I can't beleive Catholics think their denomination is 2,000 years old, but many of them do. They have produced many excellent theologians over the centuries, though, despite their foibles.
That may be, but we know that Peter never went to Rome in real life, and Catholicism evolved over some 800 years at the earliest to become 'The Church', when its wealth started to become a significant political base. Even then it was never the all powerful force in Europe the Protestant mythology of the the 16th Century invented for it. Feudal princes pretty much decided what was 'legitimate religion' in their own domains right up to the 19th century, with assorted German states still deciding such things even after Bismarck's and Wilhelm I's Federation was formed. It was never remotely successful at stamping out paganism in northern Europe, especially among the peasants.

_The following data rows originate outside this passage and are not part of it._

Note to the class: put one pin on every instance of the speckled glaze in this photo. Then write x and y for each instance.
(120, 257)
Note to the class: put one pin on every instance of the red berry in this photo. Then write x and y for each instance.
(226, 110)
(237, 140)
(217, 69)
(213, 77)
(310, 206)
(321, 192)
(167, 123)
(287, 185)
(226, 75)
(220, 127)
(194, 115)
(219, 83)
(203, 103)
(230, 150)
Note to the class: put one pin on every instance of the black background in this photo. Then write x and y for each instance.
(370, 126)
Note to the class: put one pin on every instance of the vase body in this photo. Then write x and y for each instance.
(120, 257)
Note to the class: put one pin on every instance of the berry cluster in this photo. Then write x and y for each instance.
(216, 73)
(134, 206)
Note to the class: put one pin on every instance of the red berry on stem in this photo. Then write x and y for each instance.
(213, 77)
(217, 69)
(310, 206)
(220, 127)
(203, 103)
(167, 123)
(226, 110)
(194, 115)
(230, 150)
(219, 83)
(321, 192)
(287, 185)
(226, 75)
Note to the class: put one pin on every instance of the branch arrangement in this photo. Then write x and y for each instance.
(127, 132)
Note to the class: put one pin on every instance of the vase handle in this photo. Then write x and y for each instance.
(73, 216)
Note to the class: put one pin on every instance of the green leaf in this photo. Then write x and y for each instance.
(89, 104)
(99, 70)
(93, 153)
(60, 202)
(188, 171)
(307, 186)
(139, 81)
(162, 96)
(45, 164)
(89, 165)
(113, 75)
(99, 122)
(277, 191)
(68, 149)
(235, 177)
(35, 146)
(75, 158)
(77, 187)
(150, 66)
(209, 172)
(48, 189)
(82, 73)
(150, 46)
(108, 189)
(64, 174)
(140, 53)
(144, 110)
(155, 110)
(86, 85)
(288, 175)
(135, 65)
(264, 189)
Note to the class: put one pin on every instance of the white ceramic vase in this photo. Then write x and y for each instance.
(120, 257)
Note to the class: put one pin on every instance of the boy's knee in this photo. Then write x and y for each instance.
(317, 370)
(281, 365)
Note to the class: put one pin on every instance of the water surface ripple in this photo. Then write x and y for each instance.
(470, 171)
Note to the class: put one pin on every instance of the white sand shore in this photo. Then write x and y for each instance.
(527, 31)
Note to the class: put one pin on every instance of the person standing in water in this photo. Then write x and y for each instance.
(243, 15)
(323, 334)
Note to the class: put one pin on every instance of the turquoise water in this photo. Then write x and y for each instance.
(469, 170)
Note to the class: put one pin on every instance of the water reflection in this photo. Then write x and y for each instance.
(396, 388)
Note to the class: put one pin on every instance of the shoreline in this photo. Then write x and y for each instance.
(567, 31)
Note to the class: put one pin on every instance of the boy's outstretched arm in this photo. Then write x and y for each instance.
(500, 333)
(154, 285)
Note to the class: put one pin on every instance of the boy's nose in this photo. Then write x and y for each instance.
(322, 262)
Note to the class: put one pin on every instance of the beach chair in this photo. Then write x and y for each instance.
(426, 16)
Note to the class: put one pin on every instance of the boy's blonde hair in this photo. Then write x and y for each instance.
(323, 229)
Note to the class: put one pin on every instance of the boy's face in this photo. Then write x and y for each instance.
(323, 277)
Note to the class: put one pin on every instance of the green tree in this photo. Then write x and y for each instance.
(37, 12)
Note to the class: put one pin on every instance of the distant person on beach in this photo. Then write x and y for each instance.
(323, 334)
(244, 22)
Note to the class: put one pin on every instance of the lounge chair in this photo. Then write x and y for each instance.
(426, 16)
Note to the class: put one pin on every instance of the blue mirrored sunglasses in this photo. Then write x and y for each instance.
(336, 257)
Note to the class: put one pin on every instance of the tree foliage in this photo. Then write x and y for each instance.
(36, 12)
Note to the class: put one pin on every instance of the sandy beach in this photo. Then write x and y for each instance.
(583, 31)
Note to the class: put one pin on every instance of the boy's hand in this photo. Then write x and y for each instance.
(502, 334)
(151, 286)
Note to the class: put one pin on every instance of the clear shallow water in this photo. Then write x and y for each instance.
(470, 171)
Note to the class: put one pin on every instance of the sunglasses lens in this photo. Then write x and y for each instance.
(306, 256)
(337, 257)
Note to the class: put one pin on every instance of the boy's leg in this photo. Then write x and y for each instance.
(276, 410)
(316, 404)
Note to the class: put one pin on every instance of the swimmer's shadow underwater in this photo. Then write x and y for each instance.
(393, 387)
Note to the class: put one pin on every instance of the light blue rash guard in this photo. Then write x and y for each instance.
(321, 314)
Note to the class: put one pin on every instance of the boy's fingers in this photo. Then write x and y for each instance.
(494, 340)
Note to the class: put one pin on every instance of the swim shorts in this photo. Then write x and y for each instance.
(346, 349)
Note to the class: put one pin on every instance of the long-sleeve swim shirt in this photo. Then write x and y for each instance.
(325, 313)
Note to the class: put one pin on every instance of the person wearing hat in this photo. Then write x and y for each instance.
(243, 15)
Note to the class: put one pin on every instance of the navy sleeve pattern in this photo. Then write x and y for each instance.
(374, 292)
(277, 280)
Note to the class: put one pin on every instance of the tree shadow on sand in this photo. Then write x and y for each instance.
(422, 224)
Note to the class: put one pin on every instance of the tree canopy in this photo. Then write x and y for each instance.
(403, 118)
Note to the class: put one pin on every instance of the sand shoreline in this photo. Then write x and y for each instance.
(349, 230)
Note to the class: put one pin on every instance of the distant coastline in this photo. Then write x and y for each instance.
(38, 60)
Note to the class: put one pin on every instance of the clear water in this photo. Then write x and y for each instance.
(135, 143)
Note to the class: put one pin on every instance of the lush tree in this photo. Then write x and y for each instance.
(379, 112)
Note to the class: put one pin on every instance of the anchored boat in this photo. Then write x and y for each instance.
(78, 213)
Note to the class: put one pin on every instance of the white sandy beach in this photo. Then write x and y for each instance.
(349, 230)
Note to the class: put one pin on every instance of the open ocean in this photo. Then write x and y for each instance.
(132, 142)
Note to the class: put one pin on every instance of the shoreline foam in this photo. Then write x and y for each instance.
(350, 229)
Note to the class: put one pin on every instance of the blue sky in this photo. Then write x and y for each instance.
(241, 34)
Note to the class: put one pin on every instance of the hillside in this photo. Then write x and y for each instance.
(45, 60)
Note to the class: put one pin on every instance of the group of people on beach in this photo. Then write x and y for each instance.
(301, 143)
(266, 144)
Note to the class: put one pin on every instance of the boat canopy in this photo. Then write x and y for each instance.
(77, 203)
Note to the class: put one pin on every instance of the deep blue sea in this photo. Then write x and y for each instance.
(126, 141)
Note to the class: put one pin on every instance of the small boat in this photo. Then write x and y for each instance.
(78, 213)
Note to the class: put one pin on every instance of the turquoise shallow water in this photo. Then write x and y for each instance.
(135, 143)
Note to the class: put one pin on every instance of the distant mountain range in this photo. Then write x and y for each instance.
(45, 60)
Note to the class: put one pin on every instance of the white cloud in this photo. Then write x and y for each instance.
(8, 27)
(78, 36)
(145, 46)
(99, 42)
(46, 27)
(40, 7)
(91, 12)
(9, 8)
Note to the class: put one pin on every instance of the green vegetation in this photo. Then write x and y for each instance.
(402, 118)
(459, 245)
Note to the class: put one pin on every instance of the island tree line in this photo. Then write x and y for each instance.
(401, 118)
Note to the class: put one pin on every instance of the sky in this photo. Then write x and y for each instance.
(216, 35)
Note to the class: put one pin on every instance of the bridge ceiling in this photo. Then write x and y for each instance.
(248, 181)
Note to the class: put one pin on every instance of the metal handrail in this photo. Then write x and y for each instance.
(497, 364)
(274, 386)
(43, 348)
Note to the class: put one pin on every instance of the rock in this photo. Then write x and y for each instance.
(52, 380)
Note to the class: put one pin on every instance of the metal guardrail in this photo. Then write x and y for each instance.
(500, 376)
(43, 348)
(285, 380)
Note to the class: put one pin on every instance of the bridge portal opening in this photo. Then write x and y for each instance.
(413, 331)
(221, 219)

But, it was far better than the alternatives nonetheless, and gets an undeserved bad rap. I doubt the Greek Orthodox would have done nearly as well, considering the evidence of eastern Europe and Russia over 2,000 years, and of course much of the 'Reformation' Protestantism was in part a neo-pagan revivalism, with a lot of peasant superstition finding full expression in with burnings and other hysterias even in France. The 12th century Church intellectuals rejected the existence of 'witchcraft' and 'magic' as just pagan superstitions, even as Feudal rulers still believed in the nonsense even after allegedly becoming 'Christian'. Clearly they weren't 100% 'converted'.